Better Atrial Fibrillation Risk Assessment
The newer afib risk calculator is more complex than the older one, says Day. Previously, the health risks that counted were congestive heart failure, high blood pressure, age, diabetes, and stroke. In contrast, the new risk calculator uses all of these and other factors to more accurately predict patients' risks.
What the new afib risk calculator uses to help determine the best treatment options:
- Congestive heart failure: 1 point
- High blood pressure: 1 point
- Age 75 or higher: 1 point
- Diabetes: 1 point
- Stroke or TIA (transient ischemic attack): 2 points
- Vascular disease: 1 point
- Age 65 or higher: 1 point
- Being female: 1 point
If your score is two or higher, you need a potent blood thinner. “As you can see, if you are a woman and are 65 or older, then you automatically require a potent blood thinner,” says Day.
How to Lower Your Afib Risk
What can people do now to lower their risk?
“First, don’t acquire risk factors that cause stroke,” says cardiologist T. Jared Bunch, MD, a columnist at Everyday Health.

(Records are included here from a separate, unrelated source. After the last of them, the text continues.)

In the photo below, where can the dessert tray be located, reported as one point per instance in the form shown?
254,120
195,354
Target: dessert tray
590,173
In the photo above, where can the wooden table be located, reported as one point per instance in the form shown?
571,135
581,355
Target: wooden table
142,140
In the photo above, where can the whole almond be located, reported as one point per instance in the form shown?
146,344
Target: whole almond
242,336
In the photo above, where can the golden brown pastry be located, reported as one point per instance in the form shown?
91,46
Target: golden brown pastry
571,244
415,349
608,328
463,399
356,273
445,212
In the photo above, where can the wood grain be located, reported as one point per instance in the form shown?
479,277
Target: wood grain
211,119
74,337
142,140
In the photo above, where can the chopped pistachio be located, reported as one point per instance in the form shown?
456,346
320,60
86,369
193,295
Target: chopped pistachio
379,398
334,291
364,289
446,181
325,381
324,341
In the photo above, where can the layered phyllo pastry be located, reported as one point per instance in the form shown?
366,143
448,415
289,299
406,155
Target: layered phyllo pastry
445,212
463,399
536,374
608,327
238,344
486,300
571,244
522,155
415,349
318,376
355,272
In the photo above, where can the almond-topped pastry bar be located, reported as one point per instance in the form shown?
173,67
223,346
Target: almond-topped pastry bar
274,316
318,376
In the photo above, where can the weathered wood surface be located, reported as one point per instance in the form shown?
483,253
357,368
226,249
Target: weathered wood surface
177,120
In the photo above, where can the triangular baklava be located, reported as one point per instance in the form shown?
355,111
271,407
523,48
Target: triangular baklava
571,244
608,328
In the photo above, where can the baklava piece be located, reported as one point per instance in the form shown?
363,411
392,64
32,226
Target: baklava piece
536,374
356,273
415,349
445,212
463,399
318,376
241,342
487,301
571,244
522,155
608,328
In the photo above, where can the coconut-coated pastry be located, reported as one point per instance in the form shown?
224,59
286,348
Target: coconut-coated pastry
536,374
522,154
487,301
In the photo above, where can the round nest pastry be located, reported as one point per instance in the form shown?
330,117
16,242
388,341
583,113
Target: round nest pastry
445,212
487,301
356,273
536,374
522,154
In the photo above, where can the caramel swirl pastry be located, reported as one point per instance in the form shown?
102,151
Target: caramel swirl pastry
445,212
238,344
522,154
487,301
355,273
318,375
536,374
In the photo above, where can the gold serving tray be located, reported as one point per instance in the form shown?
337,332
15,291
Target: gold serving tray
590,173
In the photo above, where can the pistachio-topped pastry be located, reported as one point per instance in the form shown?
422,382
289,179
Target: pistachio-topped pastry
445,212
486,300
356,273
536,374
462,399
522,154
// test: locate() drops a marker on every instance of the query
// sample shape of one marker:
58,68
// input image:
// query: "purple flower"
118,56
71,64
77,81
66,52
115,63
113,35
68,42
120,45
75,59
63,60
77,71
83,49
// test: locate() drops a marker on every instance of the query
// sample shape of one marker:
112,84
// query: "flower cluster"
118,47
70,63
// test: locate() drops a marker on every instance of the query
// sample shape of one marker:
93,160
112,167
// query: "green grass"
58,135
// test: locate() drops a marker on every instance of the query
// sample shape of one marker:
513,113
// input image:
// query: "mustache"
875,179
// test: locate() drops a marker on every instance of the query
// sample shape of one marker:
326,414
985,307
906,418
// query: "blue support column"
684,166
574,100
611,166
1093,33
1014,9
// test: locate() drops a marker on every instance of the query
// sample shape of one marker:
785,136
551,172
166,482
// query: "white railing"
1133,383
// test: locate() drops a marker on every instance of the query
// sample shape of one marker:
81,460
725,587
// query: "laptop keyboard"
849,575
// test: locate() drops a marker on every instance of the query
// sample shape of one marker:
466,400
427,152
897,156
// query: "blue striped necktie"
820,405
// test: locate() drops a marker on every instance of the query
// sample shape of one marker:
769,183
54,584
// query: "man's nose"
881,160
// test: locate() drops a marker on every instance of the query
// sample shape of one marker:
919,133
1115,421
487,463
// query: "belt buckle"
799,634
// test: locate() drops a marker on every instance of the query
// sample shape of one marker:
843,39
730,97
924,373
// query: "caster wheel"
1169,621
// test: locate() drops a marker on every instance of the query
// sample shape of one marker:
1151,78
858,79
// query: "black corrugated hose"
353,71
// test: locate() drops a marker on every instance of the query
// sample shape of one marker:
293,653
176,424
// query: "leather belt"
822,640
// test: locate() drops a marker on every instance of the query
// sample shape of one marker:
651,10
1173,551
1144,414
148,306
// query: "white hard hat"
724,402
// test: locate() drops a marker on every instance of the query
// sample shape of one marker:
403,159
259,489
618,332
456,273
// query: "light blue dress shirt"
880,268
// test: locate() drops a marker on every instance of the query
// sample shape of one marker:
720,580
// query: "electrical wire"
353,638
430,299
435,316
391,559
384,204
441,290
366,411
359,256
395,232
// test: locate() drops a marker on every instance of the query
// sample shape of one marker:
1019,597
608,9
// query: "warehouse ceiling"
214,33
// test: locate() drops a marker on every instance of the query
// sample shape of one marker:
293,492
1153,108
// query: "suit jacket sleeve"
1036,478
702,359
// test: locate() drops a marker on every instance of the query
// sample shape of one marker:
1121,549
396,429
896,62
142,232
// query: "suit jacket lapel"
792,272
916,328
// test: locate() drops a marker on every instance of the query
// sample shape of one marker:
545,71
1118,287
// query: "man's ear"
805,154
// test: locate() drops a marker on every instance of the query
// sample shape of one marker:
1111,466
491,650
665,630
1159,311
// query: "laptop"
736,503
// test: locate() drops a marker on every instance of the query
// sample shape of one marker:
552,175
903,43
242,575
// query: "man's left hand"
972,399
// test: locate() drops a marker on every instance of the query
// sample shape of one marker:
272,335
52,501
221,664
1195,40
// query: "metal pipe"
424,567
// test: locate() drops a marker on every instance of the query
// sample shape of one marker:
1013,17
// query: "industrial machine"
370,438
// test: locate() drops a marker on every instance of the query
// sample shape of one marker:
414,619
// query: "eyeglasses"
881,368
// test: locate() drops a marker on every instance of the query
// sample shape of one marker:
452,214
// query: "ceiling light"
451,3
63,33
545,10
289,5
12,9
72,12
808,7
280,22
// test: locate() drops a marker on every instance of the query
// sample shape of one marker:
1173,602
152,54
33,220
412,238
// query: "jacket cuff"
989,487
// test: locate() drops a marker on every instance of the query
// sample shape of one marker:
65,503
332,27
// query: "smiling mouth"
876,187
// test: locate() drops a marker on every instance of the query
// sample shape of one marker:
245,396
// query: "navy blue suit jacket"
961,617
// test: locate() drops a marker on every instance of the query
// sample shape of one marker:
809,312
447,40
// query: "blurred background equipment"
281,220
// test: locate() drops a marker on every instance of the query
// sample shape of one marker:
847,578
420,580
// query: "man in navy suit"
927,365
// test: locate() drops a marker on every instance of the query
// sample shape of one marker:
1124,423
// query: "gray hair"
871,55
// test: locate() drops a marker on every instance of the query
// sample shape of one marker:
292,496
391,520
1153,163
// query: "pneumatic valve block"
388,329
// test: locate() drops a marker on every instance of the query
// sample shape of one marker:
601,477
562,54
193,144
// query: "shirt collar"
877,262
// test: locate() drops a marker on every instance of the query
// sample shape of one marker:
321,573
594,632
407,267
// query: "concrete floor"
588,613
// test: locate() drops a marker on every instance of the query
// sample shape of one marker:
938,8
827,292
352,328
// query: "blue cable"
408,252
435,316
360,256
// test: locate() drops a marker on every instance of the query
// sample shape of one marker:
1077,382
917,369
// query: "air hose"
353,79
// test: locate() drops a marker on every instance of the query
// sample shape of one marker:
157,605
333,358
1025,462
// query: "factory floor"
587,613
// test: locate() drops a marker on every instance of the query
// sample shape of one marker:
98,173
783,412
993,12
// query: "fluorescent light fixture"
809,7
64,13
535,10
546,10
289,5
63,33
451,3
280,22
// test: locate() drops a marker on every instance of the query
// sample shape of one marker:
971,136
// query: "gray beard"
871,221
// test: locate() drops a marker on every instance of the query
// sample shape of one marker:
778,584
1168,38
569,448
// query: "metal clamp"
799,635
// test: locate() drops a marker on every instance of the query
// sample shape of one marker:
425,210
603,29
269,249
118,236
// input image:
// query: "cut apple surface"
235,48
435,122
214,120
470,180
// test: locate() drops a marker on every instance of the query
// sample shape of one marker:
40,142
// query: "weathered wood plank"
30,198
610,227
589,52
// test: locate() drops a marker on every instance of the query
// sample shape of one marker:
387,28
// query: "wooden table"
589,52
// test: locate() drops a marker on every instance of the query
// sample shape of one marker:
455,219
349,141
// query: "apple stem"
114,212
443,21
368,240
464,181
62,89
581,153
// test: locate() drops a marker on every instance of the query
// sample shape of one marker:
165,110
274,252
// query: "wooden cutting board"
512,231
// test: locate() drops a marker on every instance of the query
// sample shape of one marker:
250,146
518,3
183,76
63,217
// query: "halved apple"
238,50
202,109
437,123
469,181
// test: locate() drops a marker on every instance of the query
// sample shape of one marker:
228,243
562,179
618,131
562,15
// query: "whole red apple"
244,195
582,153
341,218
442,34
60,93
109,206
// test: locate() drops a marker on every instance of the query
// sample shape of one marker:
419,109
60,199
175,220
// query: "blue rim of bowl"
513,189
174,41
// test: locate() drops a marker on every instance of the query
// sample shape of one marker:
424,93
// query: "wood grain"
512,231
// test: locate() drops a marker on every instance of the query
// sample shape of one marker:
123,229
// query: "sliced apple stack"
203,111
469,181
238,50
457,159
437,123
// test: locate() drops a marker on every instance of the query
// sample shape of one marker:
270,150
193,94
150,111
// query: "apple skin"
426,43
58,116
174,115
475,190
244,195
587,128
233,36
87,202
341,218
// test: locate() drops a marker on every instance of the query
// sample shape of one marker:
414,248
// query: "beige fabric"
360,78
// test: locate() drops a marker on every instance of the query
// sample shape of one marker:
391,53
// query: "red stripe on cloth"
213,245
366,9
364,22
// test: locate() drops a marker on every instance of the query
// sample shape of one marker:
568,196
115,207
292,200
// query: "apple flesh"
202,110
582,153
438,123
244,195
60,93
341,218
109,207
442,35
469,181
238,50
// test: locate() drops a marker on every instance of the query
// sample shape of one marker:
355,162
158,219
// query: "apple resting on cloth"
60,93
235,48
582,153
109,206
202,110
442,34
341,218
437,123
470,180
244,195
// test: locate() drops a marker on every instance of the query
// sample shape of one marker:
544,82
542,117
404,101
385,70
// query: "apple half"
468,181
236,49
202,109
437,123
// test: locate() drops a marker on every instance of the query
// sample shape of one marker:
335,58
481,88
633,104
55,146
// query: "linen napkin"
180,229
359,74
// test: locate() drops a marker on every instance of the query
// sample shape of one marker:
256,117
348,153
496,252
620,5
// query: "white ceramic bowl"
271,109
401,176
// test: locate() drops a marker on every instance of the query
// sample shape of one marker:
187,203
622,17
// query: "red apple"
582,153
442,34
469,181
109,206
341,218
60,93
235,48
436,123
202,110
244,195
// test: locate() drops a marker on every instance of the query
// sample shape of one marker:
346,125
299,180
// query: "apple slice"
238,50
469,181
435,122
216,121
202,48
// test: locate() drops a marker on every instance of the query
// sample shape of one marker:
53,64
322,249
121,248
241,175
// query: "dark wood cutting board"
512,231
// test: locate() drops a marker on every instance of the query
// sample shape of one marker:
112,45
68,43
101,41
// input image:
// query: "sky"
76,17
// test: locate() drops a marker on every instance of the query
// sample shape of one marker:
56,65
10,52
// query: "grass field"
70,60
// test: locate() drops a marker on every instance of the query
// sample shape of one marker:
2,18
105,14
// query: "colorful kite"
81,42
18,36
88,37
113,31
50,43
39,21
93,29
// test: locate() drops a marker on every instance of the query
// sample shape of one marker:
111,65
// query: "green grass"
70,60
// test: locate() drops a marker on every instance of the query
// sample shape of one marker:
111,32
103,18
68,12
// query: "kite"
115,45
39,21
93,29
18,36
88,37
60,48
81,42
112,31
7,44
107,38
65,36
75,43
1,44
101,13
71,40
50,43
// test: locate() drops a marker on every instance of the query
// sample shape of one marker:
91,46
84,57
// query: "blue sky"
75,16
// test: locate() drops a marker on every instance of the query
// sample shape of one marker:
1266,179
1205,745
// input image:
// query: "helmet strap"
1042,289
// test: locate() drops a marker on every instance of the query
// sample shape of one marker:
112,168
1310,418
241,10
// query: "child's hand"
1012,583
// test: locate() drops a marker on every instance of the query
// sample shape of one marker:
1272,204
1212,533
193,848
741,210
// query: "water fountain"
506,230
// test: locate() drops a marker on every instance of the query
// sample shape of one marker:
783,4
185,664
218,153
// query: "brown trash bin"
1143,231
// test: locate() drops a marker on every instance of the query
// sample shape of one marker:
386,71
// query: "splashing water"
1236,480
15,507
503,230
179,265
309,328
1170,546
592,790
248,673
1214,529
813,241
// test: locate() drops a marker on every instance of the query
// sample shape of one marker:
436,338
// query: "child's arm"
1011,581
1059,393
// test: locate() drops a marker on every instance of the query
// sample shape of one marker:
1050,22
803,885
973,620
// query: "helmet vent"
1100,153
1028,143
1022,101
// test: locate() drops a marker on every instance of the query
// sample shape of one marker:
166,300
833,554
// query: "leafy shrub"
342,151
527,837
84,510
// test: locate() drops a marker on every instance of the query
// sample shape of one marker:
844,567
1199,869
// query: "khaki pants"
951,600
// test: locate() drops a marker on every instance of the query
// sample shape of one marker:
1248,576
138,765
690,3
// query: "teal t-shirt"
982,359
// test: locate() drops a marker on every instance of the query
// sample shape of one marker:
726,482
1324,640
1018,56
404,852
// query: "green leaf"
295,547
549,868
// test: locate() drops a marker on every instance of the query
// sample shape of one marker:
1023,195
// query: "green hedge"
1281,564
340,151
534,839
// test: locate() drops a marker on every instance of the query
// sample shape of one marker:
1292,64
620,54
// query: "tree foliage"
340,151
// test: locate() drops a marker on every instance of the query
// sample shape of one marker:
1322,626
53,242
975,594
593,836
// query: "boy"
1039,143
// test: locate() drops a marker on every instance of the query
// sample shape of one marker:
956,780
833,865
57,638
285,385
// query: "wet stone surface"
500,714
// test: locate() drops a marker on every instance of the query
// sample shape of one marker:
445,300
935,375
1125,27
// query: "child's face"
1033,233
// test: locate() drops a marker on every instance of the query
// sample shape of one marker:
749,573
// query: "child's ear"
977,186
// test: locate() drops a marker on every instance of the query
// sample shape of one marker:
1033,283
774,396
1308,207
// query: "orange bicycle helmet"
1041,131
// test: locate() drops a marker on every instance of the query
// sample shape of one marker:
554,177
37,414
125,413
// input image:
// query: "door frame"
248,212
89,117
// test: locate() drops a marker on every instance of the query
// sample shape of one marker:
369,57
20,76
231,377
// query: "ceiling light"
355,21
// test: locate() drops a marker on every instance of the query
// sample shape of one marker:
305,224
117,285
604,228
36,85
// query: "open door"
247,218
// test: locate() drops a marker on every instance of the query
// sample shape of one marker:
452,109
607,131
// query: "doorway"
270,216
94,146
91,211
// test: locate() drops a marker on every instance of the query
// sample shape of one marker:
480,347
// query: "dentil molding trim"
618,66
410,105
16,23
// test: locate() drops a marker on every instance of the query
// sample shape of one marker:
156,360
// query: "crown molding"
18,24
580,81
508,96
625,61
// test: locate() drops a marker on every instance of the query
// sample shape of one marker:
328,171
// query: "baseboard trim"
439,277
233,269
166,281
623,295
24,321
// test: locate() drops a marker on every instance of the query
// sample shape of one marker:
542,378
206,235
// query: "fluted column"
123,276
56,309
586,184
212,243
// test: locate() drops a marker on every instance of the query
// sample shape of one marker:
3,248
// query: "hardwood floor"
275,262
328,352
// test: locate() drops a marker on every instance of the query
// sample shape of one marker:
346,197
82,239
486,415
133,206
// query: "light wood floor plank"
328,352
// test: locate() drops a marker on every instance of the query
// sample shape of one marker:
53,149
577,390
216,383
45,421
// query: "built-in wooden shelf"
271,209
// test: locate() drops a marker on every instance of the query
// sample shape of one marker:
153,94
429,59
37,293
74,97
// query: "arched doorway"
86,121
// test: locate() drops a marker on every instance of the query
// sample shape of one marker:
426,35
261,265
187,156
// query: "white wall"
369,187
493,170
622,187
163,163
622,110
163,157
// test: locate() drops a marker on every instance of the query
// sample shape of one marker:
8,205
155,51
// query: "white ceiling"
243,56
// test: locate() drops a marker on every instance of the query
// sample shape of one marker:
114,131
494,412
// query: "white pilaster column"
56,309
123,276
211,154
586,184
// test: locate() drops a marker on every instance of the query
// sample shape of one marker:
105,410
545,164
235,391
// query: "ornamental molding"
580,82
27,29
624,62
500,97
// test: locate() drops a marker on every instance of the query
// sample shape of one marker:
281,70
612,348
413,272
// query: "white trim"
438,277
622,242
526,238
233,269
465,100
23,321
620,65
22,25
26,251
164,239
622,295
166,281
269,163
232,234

“The ones we can do something about are high blood pressure and diabetes. Lifestyle changes such as daily exercise, weight loss, and a whole-foods, plant-based diet can lower your risk of developing high blood pressure and diabetes significantly,” says Dr. Bunch. He directs heart rhythm research at Intermountain Medical Center Heart Institute, in Murray, Utah and was not involved in the afib guidelines revisions.
Getting good sleep also comes into the picture. Bunch says, “If a person snores, has daytime fatigue, or needs a daytime nap, they need to be screened for sleep apnea. Sleep apnea is a very common condition in our country and increases risk of high blood pressure, weight gain, atrial fibrillation, and metabolic syndrome.”